Upper bound of the bias between the ATEs using estimated IPW and true IPW

32 Views Asked by At

This is a causal inference problem.

Assume we have $n$ iid subjects i=1,..., n, we have feature vector$X_i \in R^p$, a response $Y_i$and treatment assignment $W_i \in \{0,1\}$, potential outcomes are $Y_i(0)$and $Y_i(1)$ and $Y_i=Y_i(W_i)$.
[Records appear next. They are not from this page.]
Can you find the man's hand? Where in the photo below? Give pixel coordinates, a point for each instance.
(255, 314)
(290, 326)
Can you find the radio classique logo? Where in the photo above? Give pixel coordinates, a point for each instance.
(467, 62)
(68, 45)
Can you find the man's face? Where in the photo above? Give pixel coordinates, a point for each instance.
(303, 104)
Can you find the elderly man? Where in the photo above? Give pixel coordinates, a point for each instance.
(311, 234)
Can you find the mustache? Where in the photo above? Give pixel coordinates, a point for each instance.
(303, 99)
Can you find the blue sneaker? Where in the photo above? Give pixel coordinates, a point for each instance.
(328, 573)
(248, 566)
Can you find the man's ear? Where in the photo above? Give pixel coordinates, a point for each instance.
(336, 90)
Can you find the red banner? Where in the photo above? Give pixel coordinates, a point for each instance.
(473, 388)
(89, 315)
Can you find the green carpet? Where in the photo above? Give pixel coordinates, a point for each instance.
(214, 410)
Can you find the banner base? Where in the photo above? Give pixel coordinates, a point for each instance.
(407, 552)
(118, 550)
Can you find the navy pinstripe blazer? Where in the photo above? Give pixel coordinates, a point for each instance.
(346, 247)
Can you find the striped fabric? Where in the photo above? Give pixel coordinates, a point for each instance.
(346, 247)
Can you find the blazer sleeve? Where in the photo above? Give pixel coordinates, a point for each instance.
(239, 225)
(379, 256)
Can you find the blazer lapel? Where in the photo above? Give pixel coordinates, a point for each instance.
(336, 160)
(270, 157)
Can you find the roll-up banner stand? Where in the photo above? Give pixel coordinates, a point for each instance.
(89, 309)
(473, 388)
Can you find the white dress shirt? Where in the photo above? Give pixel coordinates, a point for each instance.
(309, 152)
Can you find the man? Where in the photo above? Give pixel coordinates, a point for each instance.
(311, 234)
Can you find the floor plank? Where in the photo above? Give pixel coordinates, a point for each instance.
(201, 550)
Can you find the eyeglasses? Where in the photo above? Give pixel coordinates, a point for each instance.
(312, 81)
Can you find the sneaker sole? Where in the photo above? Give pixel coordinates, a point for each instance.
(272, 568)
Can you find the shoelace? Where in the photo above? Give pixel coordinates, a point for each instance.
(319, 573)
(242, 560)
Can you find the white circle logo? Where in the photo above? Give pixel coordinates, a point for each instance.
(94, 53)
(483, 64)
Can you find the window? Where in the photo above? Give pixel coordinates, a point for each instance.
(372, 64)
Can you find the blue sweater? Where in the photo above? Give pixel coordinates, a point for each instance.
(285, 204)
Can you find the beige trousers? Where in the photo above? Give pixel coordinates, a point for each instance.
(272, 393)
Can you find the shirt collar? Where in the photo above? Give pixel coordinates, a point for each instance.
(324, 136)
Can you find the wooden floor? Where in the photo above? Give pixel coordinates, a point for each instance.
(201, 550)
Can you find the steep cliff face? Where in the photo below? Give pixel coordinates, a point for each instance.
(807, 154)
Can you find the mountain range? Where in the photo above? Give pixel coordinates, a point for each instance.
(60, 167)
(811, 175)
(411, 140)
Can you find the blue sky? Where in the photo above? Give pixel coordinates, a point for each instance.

ATE is the average treatment effect. Under unconfoundedness, $[\{Y_i(0),Y_i(1)\}\perp W_i] | X_i$. We have ATE = $\tau=E[Y_i(1)-Y_i(0)]=E[\frac{W_iY_i}{e(X_i)}-\frac{(1-W_i)Y_i}{1-e(X_i)}]$ where $e(x)=P[W_i=1|X_i=x]$.
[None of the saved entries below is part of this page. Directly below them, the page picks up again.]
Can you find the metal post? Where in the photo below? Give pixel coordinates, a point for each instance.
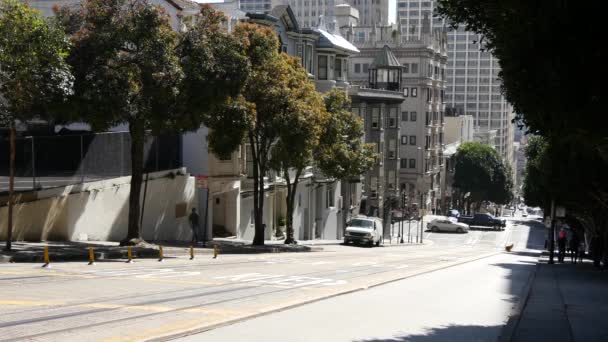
(33, 165)
(409, 231)
(81, 160)
(552, 233)
(121, 153)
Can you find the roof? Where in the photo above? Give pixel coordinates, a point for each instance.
(385, 58)
(330, 40)
(230, 9)
(285, 11)
(450, 149)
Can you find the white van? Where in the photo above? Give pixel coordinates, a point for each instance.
(365, 230)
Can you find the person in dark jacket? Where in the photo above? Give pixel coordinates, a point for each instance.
(561, 245)
(574, 242)
(194, 218)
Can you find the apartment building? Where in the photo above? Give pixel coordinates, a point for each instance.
(473, 86)
(421, 115)
(322, 204)
(378, 103)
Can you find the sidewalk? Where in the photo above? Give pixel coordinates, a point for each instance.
(107, 250)
(566, 303)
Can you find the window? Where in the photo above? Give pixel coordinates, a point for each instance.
(392, 117)
(391, 179)
(322, 67)
(309, 58)
(375, 118)
(373, 185)
(392, 149)
(329, 197)
(338, 69)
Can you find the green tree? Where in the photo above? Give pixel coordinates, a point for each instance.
(342, 153)
(302, 125)
(255, 114)
(480, 172)
(523, 35)
(34, 76)
(132, 68)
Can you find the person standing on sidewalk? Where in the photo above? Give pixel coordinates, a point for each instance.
(193, 218)
(561, 245)
(573, 246)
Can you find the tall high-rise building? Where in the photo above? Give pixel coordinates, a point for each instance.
(370, 11)
(473, 87)
(309, 12)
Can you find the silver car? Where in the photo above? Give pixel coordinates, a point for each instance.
(447, 224)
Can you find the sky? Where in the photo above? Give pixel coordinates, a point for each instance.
(392, 7)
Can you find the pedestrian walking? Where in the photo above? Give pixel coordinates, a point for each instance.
(581, 252)
(573, 247)
(194, 218)
(561, 245)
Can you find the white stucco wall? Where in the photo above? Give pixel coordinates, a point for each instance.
(99, 211)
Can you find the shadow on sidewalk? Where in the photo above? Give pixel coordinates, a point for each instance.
(451, 333)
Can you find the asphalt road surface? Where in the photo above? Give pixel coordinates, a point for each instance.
(454, 279)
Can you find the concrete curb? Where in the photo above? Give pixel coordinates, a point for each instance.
(508, 331)
(199, 330)
(117, 253)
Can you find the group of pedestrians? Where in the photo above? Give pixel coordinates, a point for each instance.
(568, 241)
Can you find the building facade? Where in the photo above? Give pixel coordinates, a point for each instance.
(378, 104)
(371, 12)
(322, 204)
(421, 115)
(458, 128)
(473, 86)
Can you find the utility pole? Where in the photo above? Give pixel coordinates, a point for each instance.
(552, 233)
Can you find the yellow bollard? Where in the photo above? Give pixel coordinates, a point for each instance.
(45, 257)
(160, 254)
(129, 255)
(91, 256)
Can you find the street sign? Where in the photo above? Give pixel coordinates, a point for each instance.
(202, 182)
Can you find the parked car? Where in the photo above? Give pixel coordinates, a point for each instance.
(448, 224)
(364, 230)
(484, 220)
(453, 213)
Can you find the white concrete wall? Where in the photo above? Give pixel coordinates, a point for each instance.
(99, 211)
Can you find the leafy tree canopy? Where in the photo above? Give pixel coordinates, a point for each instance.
(480, 171)
(342, 154)
(34, 76)
(551, 84)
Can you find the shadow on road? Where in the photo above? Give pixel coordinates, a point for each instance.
(450, 333)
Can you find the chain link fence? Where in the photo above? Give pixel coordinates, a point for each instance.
(54, 161)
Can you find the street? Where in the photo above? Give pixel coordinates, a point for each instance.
(454, 280)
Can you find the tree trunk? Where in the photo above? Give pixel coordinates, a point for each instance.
(137, 132)
(258, 193)
(11, 189)
(291, 196)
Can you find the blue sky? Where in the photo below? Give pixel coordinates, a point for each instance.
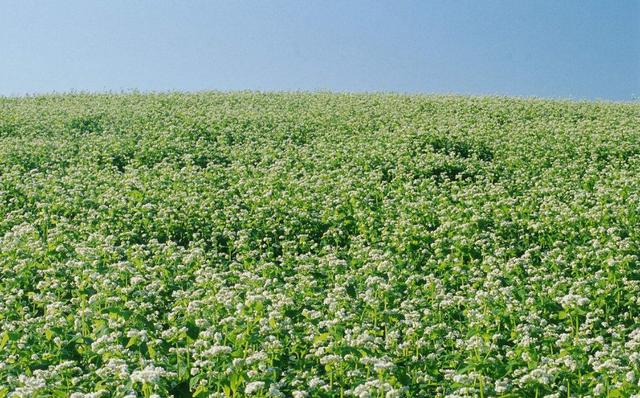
(569, 49)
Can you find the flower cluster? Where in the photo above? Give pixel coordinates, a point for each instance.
(318, 245)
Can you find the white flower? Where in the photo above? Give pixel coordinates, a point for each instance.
(253, 387)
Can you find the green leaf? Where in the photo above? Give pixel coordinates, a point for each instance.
(133, 340)
(4, 340)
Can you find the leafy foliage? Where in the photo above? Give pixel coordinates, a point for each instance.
(318, 245)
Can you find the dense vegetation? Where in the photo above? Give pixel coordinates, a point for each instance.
(318, 245)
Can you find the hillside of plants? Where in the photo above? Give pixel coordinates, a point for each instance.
(318, 245)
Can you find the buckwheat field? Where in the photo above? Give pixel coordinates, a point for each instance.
(318, 245)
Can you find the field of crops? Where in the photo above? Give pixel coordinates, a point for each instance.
(318, 245)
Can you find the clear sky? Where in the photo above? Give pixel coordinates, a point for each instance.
(579, 49)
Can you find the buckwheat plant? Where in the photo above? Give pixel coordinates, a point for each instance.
(318, 245)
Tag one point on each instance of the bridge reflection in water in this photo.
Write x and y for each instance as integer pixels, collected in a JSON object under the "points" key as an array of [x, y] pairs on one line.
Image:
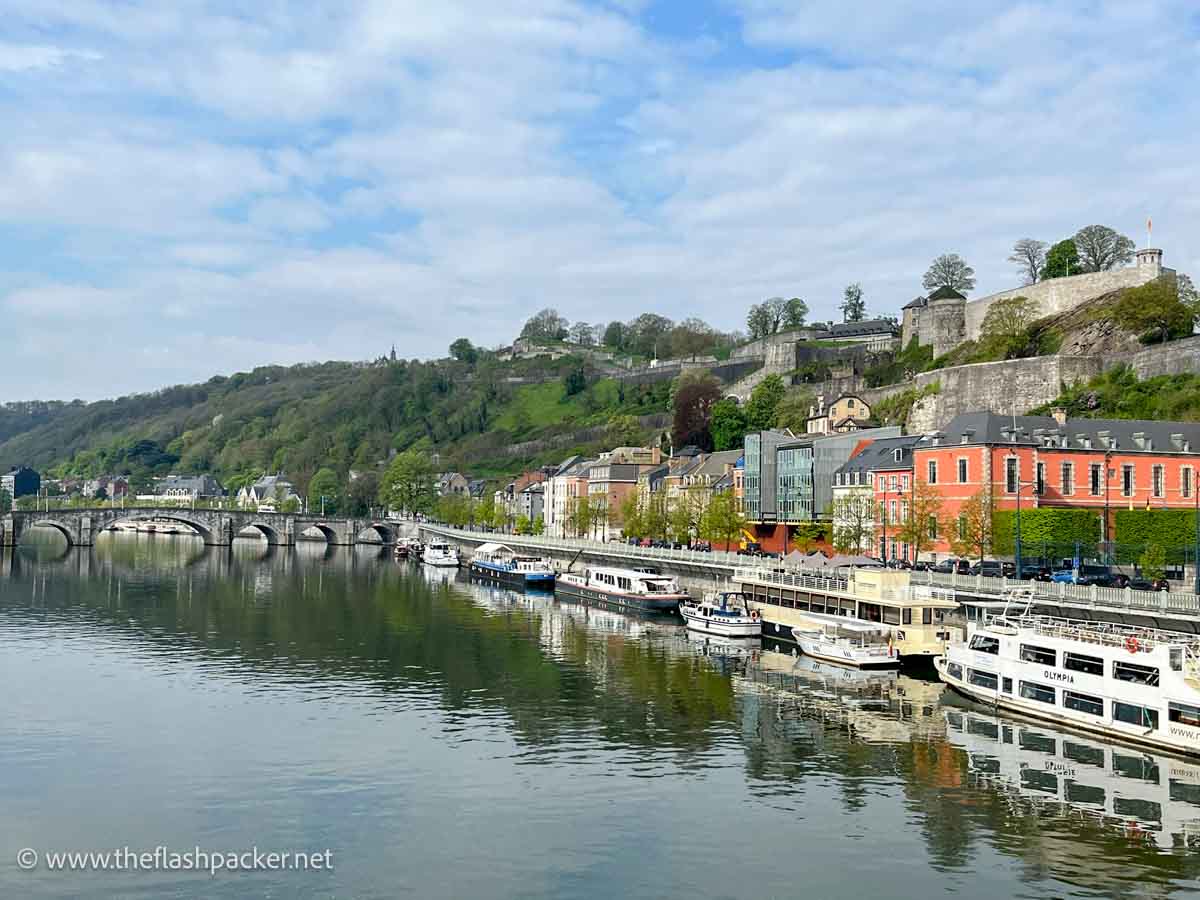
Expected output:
{"points": [[455, 739]]}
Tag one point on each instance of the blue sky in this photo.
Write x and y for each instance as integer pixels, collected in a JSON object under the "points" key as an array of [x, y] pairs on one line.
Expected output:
{"points": [[191, 189]]}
Inverse-propensity weighted estimator is unbiased if we know the propensity score $e(.)$: $\hat\tau_{IPW}^{\ast}=\frac{1}{n}\sum^n_{i=1}(\frac{W_iY_i}{e(X_i)}-\frac{1-W_iY_i}{1-e(X_i)}),\space E[\hat\tau_{IPW}^{\ast}]=\tau$. $\hat\tau_{IPW}^{\ast}$ is Oracle IPW estimator.

If we first estimate propensity score $\hat e(\cdot)$ and then inverse-propensity weighted estimator is $\hat\tau_{IPW}=\frac{1}{n}\sum^n_{i=1}(\frac{W_iY_i}{\hat e(X_i)}-\frac{1-W_iY_i}{1-\hat e(X_i)})$.

Since $\hat e(\cdot)$ was estimated, there is error between estimated value $\hat e(\cdot)$ and the true propensity score $e(\cdot)$. Therefore, there is difference between the IPW estimators of ATE using estimated propensity score $\hat\tau_{IPW}$ and true propensity score $\hat\tau_{IPW}^{\ast}$.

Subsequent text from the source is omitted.